Does more TFLOPS mean more FPS?
Not directly. FPS depends on memory bandwidth, architecture efficiency, RT cores, Tensor cores and driver quality. Same-architecture cards scale with TFLOPS; cross-architecture cards often don't.
Why do AMD GPUs have higher TFLOPS but similar FPS to NVIDIA?
AMD counts dual-issue FP32 in peak numbers — workloads can't always use it. NVIDIA's Ada / Blackwell extracts higher utilisation per cycle, and driver / per-game optimisation is more mature.
What is FP32 vs FP16 vs INT8?
Different math precisions. FP32 is the gaming-relevant number. FP16 doubles throughput, used by DLSS / FSR / AI training. INT8 is for AI inference (Tensor cores). Higher precision = lower throughput.
How do I calculate TFLOPS for a GPU?
FP32 TFLOPS = (cores × boost clock in MHz × 2) ÷ 1,000,000. The × 2 reflects fused multiply-add (FMA). For AMD RDNA 3+, multiply again by 2 for dual-issue paths (workload-dependent in practice).
When do TFLOPS actually matter?
Compute-heavy workloads: AI training/inference, Blender Cycles, scientific computing. For gaming, ignore TFLOPS and trust per-game benchmark FPS in your titles.
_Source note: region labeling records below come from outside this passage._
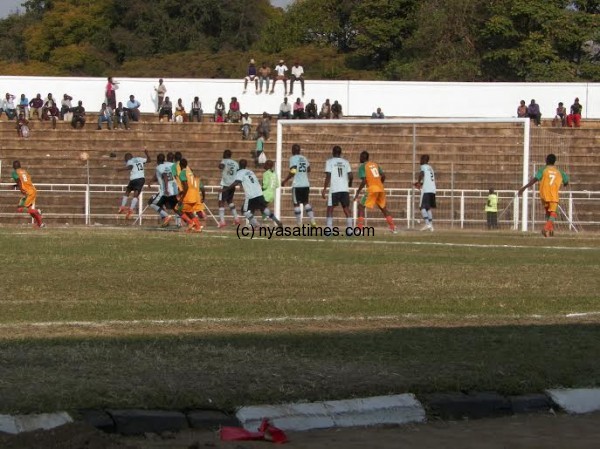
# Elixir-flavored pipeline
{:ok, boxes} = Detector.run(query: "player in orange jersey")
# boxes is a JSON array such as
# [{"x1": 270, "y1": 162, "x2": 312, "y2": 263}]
[
  {"x1": 12, "y1": 161, "x2": 45, "y2": 228},
  {"x1": 519, "y1": 154, "x2": 569, "y2": 237},
  {"x1": 354, "y1": 151, "x2": 397, "y2": 234}
]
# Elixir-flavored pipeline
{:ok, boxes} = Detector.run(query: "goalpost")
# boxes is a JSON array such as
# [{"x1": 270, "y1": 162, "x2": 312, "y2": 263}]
[{"x1": 275, "y1": 118, "x2": 531, "y2": 231}]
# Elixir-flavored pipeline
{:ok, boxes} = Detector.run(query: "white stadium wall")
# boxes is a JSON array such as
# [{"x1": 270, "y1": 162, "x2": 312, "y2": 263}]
[{"x1": 0, "y1": 76, "x2": 600, "y2": 119}]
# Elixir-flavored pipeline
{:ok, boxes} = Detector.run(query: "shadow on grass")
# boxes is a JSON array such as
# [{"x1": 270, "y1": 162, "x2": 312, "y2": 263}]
[{"x1": 0, "y1": 324, "x2": 600, "y2": 413}]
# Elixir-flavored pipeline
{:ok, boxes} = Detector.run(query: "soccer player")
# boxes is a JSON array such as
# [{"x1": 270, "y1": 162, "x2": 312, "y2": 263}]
[
  {"x1": 219, "y1": 150, "x2": 240, "y2": 228},
  {"x1": 415, "y1": 154, "x2": 436, "y2": 232},
  {"x1": 11, "y1": 161, "x2": 46, "y2": 228},
  {"x1": 354, "y1": 151, "x2": 397, "y2": 234},
  {"x1": 281, "y1": 143, "x2": 317, "y2": 227},
  {"x1": 177, "y1": 158, "x2": 206, "y2": 232},
  {"x1": 229, "y1": 159, "x2": 283, "y2": 228},
  {"x1": 519, "y1": 153, "x2": 569, "y2": 237},
  {"x1": 321, "y1": 145, "x2": 353, "y2": 228},
  {"x1": 117, "y1": 148, "x2": 150, "y2": 218}
]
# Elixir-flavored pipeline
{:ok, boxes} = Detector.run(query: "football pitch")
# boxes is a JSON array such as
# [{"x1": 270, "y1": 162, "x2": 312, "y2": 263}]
[{"x1": 0, "y1": 227, "x2": 600, "y2": 413}]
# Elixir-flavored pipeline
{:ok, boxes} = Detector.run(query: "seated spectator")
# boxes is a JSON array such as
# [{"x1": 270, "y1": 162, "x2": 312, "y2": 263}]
[
  {"x1": 115, "y1": 101, "x2": 129, "y2": 129},
  {"x1": 98, "y1": 103, "x2": 113, "y2": 129},
  {"x1": 331, "y1": 100, "x2": 343, "y2": 118},
  {"x1": 60, "y1": 94, "x2": 73, "y2": 122},
  {"x1": 241, "y1": 112, "x2": 252, "y2": 140},
  {"x1": 158, "y1": 97, "x2": 173, "y2": 122},
  {"x1": 258, "y1": 62, "x2": 271, "y2": 94},
  {"x1": 305, "y1": 98, "x2": 318, "y2": 118},
  {"x1": 127, "y1": 95, "x2": 142, "y2": 122},
  {"x1": 243, "y1": 59, "x2": 258, "y2": 93},
  {"x1": 527, "y1": 100, "x2": 542, "y2": 126},
  {"x1": 277, "y1": 97, "x2": 292, "y2": 119},
  {"x1": 71, "y1": 100, "x2": 85, "y2": 129},
  {"x1": 517, "y1": 100, "x2": 527, "y2": 118},
  {"x1": 292, "y1": 97, "x2": 304, "y2": 119},
  {"x1": 215, "y1": 97, "x2": 225, "y2": 122},
  {"x1": 290, "y1": 61, "x2": 304, "y2": 96},
  {"x1": 552, "y1": 101, "x2": 567, "y2": 128},
  {"x1": 567, "y1": 98, "x2": 583, "y2": 128},
  {"x1": 29, "y1": 94, "x2": 44, "y2": 120},
  {"x1": 190, "y1": 97, "x2": 203, "y2": 122},
  {"x1": 17, "y1": 94, "x2": 29, "y2": 119},
  {"x1": 175, "y1": 98, "x2": 187, "y2": 123},
  {"x1": 227, "y1": 97, "x2": 242, "y2": 123},
  {"x1": 371, "y1": 108, "x2": 385, "y2": 118},
  {"x1": 319, "y1": 98, "x2": 331, "y2": 119}
]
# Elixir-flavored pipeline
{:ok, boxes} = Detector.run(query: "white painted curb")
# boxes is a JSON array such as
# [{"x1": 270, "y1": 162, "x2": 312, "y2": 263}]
[
  {"x1": 0, "y1": 412, "x2": 73, "y2": 434},
  {"x1": 236, "y1": 394, "x2": 425, "y2": 431},
  {"x1": 546, "y1": 388, "x2": 600, "y2": 414}
]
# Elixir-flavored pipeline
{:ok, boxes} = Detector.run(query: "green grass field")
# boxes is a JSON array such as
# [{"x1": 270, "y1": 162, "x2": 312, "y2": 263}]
[{"x1": 0, "y1": 227, "x2": 600, "y2": 413}]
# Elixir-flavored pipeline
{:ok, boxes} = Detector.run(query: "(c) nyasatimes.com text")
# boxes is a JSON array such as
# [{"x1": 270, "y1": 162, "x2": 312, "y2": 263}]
[{"x1": 237, "y1": 224, "x2": 375, "y2": 239}]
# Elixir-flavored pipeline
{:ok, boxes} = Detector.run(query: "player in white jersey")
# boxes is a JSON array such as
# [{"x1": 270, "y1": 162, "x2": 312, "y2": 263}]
[
  {"x1": 117, "y1": 147, "x2": 150, "y2": 218},
  {"x1": 229, "y1": 159, "x2": 282, "y2": 227},
  {"x1": 321, "y1": 145, "x2": 353, "y2": 228},
  {"x1": 219, "y1": 150, "x2": 240, "y2": 228},
  {"x1": 415, "y1": 154, "x2": 435, "y2": 231},
  {"x1": 281, "y1": 143, "x2": 317, "y2": 227}
]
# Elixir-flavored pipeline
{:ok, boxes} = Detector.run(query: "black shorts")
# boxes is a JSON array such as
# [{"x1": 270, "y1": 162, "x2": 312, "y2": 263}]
[
  {"x1": 421, "y1": 193, "x2": 435, "y2": 209},
  {"x1": 292, "y1": 187, "x2": 310, "y2": 205},
  {"x1": 327, "y1": 192, "x2": 350, "y2": 207},
  {"x1": 242, "y1": 195, "x2": 267, "y2": 212},
  {"x1": 127, "y1": 178, "x2": 146, "y2": 193}
]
What about ray tracing — is that FP32 too?
No. Ray tracing runs on dedicated RT cores (NVIDIA RT cores, AMD Ray Accelerators, Intel RT Units). A GPU's RT FPS is not predicted by FP32 TFLOPS.
What about DLSS and frame generation?
DLSS and frame generation run on Tensor cores (AI accelerators), not FP32 shaders. AMD's FSR runs on general shaders, which is one reason DLSS quality often beats FSR at equivalent TFLOPS.